Foi andando e bebendo por esses botecos que fez amizade com o Conde de Helzberg, um alemão que durante o dia dirigia uma empresa funerária e à noite participava das farras de Paula Nei. Certa madrugada, o poeta cearense queixou-se para o Conde que não tinha onde cair morto. O alemão, que já estava embriagado, chorou comovido e prometeu que daria a ele um enterro pomposo: “coche de primeira classe, cavalos de raça negros, cocheiro e ainda carneiro perpétuo, missa de sétimo dia com órgão.

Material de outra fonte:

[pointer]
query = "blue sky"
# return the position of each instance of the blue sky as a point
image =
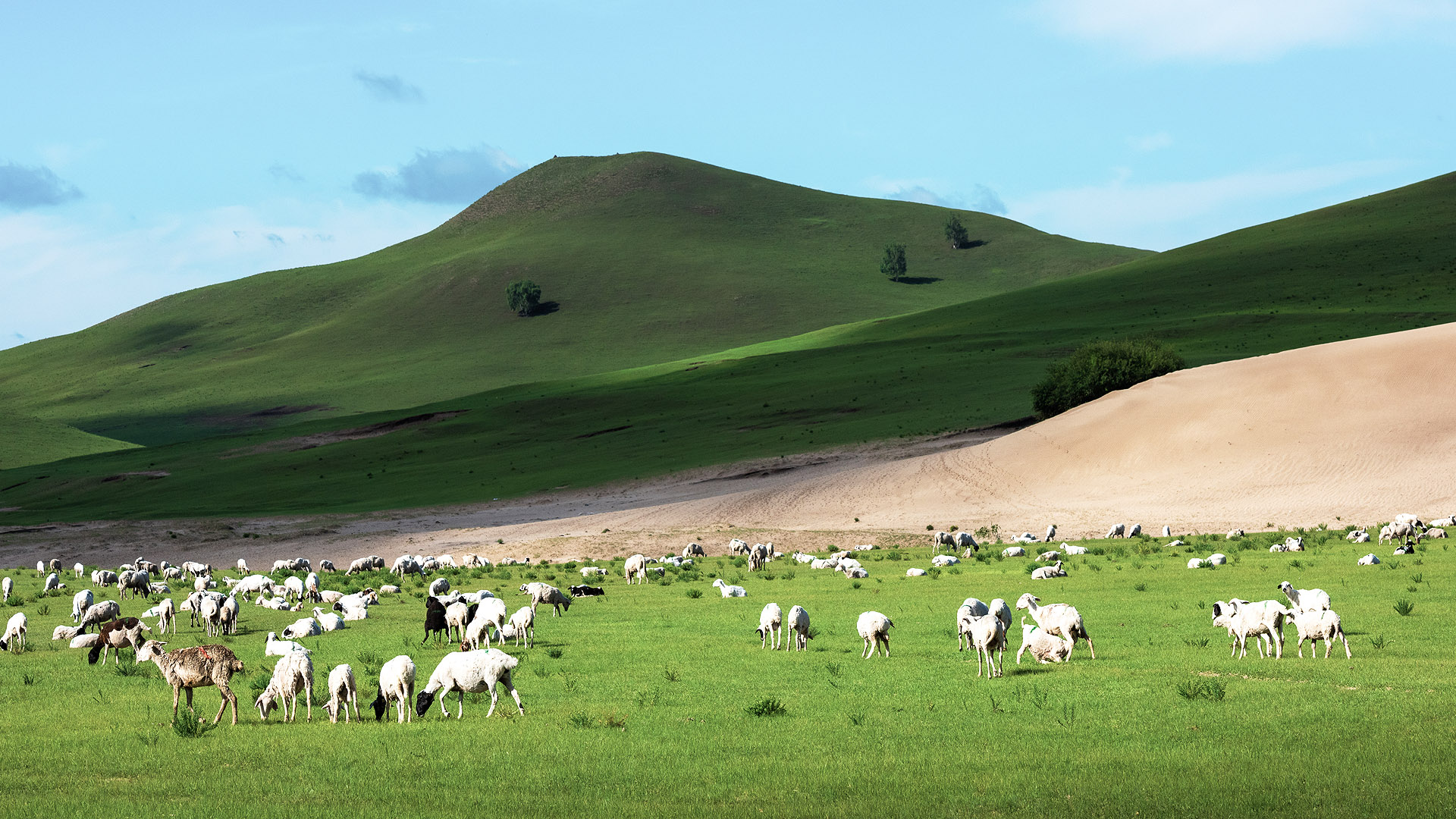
(152, 150)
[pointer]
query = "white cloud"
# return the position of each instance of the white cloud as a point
(1166, 215)
(60, 275)
(1238, 30)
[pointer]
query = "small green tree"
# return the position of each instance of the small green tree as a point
(894, 261)
(956, 232)
(1100, 368)
(523, 297)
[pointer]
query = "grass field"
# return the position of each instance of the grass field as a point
(1360, 268)
(638, 703)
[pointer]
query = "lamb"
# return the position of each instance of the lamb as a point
(291, 675)
(1057, 618)
(469, 672)
(80, 602)
(14, 639)
(1305, 599)
(1049, 572)
(274, 648)
(799, 630)
(194, 668)
(874, 627)
(397, 681)
(522, 627)
(989, 635)
(490, 613)
(1320, 626)
(770, 624)
(343, 689)
(329, 621)
(635, 567)
(1044, 648)
(730, 591)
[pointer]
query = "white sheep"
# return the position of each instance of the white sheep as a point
(471, 672)
(80, 602)
(274, 648)
(397, 681)
(799, 630)
(520, 627)
(1049, 572)
(770, 624)
(1305, 599)
(874, 627)
(291, 675)
(1044, 648)
(635, 569)
(1321, 624)
(730, 591)
(1057, 618)
(343, 689)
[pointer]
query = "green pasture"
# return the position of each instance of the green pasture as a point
(644, 701)
(1360, 268)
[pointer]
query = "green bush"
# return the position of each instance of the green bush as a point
(1100, 368)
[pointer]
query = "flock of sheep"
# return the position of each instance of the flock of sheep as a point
(475, 620)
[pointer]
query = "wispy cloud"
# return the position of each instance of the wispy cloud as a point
(925, 191)
(1237, 30)
(24, 187)
(389, 88)
(1165, 215)
(443, 177)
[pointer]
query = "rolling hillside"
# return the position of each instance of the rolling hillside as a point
(1360, 268)
(644, 259)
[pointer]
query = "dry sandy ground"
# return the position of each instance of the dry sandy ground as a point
(1348, 431)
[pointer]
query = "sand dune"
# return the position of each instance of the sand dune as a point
(1356, 430)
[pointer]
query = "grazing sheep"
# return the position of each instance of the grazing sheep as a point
(1044, 648)
(635, 569)
(194, 668)
(874, 627)
(397, 681)
(522, 627)
(730, 591)
(274, 648)
(14, 639)
(291, 675)
(343, 689)
(770, 624)
(490, 611)
(1049, 572)
(472, 672)
(1313, 626)
(1305, 599)
(80, 602)
(799, 630)
(1057, 618)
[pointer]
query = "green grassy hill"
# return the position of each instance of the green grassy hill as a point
(1366, 267)
(644, 257)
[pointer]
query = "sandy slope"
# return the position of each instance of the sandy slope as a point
(1348, 431)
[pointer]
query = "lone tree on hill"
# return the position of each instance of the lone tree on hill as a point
(894, 261)
(523, 297)
(956, 232)
(1100, 368)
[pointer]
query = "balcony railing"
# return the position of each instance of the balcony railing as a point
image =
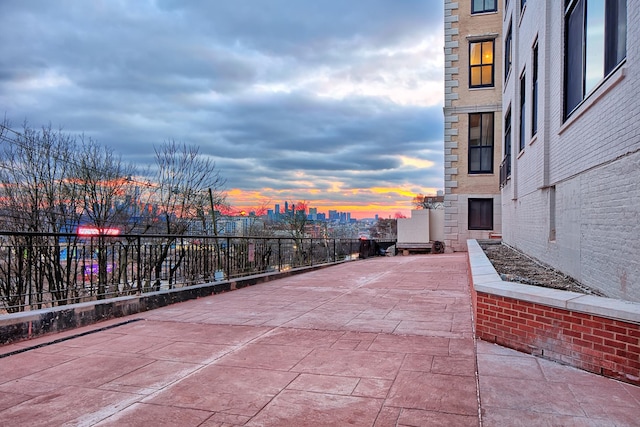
(40, 270)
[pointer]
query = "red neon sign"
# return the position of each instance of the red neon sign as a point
(95, 231)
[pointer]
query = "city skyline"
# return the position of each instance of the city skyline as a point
(338, 105)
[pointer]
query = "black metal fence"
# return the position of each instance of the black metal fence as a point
(39, 270)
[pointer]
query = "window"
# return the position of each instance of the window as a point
(534, 91)
(505, 166)
(481, 143)
(523, 93)
(480, 214)
(480, 6)
(595, 43)
(507, 52)
(481, 63)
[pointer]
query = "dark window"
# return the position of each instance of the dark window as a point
(523, 93)
(595, 43)
(505, 166)
(480, 6)
(507, 52)
(481, 63)
(534, 91)
(481, 143)
(480, 214)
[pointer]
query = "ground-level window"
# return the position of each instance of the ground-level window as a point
(480, 214)
(481, 143)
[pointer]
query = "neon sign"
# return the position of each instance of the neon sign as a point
(95, 231)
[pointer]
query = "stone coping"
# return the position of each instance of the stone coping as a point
(485, 279)
(33, 323)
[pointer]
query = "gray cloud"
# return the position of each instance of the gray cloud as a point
(281, 94)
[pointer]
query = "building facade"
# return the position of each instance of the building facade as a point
(473, 120)
(570, 174)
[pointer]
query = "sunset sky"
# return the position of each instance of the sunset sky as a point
(335, 103)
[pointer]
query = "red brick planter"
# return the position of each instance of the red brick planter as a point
(599, 335)
(593, 343)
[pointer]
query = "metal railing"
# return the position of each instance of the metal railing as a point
(40, 270)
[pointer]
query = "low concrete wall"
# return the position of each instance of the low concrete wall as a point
(599, 335)
(30, 324)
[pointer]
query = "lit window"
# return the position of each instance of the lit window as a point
(505, 166)
(480, 6)
(480, 214)
(481, 63)
(595, 43)
(481, 143)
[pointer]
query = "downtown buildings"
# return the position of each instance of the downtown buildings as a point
(567, 134)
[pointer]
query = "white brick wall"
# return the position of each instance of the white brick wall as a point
(592, 159)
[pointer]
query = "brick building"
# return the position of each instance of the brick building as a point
(473, 120)
(571, 171)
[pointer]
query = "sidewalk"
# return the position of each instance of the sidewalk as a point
(379, 342)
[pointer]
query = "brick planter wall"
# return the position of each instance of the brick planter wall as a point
(593, 343)
(599, 335)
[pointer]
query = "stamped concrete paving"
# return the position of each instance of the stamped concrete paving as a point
(379, 342)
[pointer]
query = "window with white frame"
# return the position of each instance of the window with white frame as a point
(481, 63)
(480, 143)
(595, 43)
(482, 6)
(480, 215)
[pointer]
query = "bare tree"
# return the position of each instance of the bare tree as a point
(34, 167)
(103, 180)
(187, 186)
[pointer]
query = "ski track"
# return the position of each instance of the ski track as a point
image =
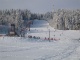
(22, 49)
(62, 55)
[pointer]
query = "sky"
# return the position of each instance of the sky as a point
(40, 6)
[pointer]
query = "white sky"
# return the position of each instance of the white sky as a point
(39, 6)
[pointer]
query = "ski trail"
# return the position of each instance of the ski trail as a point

Um funeral pra mais de 2 a 3 contos.” Paula Nei escreveu que um dia estava sem um só tostão no bolso e foi negociar seu enterro de luxo com o Conde. Propôs rebater com desconto o seu funeral, baixando de primeira para segunda classe. O alemão topou, deu-lhe dinheiro e exigiu recibo. E continua Nei: “Noutras pândegas reduzi a segunda classe à terceira e a terceira à quarta classe. Há dias, bebi o carneiro perpétuo e hoje estou reduzido à vala comum, que é o albergue noturno da eternidade. Antes assim! Dificilmente eu me acostumaria a morar só, num carneiro perpétuo... Na vala comum, pelo menos, terei companheiros e continuarei a ser na morte o que fui em vida: o homem das multidões”.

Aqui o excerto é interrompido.